Members of the Senate Rules Committee voted 7-0 Wednesday morning to approve legislation that supporters say would close a huge loophole.
New Mexico is among a handful of states across the country that does not limit what individuals, political action committees, political parties or businesses can give to candidates or elected officials.
Under the legislation, individuals could not give more than $2,300 during a calendar year. A limit of $5,000 over the same period would apply to a political committee and $10,000 for a political party.
The legislation also would cap what political committees and national and state political parties can give to candidates or to other committees or parties — $5,000 for each during a calendar year. It also would limit to $10,000 what a political party could give to a candidate or another political committee.
The legislation that passed Wednesday does not include a ban on money from lobbyists and state contractors to candidates, an idea being pushed by Gov. Bill Richardson this year.
Advocates of ethics reform were ecstatic that the legislation cleared Senate Rules but expressed concerns about the bill.

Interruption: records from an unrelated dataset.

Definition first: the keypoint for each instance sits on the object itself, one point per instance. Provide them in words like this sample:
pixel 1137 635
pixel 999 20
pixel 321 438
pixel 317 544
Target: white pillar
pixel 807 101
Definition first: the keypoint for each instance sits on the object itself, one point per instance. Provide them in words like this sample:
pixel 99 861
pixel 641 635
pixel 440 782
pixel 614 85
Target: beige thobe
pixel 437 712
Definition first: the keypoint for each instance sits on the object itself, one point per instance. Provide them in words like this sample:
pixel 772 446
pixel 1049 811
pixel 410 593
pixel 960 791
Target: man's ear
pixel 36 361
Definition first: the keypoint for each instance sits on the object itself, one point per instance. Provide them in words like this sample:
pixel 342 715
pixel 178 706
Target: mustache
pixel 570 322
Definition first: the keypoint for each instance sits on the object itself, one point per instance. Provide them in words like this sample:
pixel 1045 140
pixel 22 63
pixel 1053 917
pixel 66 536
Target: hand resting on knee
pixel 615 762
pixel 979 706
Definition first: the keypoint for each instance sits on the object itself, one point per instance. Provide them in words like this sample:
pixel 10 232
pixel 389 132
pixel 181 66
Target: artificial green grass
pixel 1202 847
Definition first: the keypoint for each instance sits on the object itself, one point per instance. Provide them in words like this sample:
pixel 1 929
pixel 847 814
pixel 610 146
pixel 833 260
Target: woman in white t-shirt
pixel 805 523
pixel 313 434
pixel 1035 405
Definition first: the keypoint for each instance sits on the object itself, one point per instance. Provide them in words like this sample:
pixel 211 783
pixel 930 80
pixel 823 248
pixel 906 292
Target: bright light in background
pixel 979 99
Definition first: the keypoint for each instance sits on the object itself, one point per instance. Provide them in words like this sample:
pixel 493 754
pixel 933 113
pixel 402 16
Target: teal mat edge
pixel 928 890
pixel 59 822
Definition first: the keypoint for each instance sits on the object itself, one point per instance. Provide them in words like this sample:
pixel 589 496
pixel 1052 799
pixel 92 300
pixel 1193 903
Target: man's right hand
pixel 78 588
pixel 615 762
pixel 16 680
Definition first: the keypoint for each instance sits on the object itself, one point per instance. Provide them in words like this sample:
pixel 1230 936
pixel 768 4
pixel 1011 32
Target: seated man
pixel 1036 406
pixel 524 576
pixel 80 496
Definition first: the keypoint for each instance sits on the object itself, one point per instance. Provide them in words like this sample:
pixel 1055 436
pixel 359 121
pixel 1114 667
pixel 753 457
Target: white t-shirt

“We just are grateful that we have what we consider a major ethics reform bill make its way out of the committee,” said Steven Robert Allen, executive director of Common Cause New Mexico.
Still, Allen ticked off a few details that gave him pause, including a provision that would repeal contribution limits two years after the law goes into effect Jan. 1, 2011.
Sen. Linda Lopez, D-Albuquerque, and chairwoman of Senate Rules, said during Wednesday’s committee meeting that the sunset date for the legislation was to give the state a chance to review how limits on contributions were working.
Allen said the state could review the system in a different way.
“It’s entirely valid to want to look two years down the line and examine how things are functioning and maybe make tweaks to the system,” Allen said. “The Legislature is able to do that. They could just pass an amendment to existing law, and I think that’s a more appropriate way to deal with the review process.”
Allen said that capping campaign contributions over a calendar year instead of an election cycle would make it “slightly more favorable towards incumbents than towards challengers.”
Federal law sets separate limits for contributions over a primary election cycle and the general election cycle so a person can give $4,800 to a candidate during both cycles.
“The conventional wisdom is that challengers have a much harder time gathering donations during a (non-election) calendar year,” Allen said.
The swiftness with which the bill cleared the Senate Rules committee Wednesday stood in sharp relief with how the committee has moved during the first five weeks of this year’s 60-day legislative session on ethics reform legislation. The committee has moved deliberately – critics say slowly – to contemplate and vote on ethics reform legislation.
Lopez said the contribution-limits legislation wrapped several other similar proposals into it and was agreed on by the lawmakers sponsoring the other pieces of legislation.
This year’s push for ethics reform comes amid three separate investigations that are reviewing practices in state offices, including a federal inquiry into the business practices of Richardson’s administration. Two state probes, meanwhile, are looking into the operations of a defunct housing authority run by a friend of state House Speaker Ben Lujan and trying to find federal election money that went missing during the tenure of former Secretary of State Rebecca Vigil-Giron. In addition, former Senate President Pro Tem Manny Aragon pleaded guilty to federal corruption charges in October.
The limits have faced serious opposition in previous years, partly because legislators wondered why the legislative branch was included in the system when it was Richardson who collected eye-popping contributions. On occasion the governor saw $75,000 and $100,000 contributions go toward his election and re-election campaigns.
The contribution-limits bill now goes to the Senate Judiciary Committee. Senate Majority Leader Michael Sanchez, D-Belen, who is viewed in some corners as an opponent of ethics reform, predicted Wednesday that the bill would sail through that committee.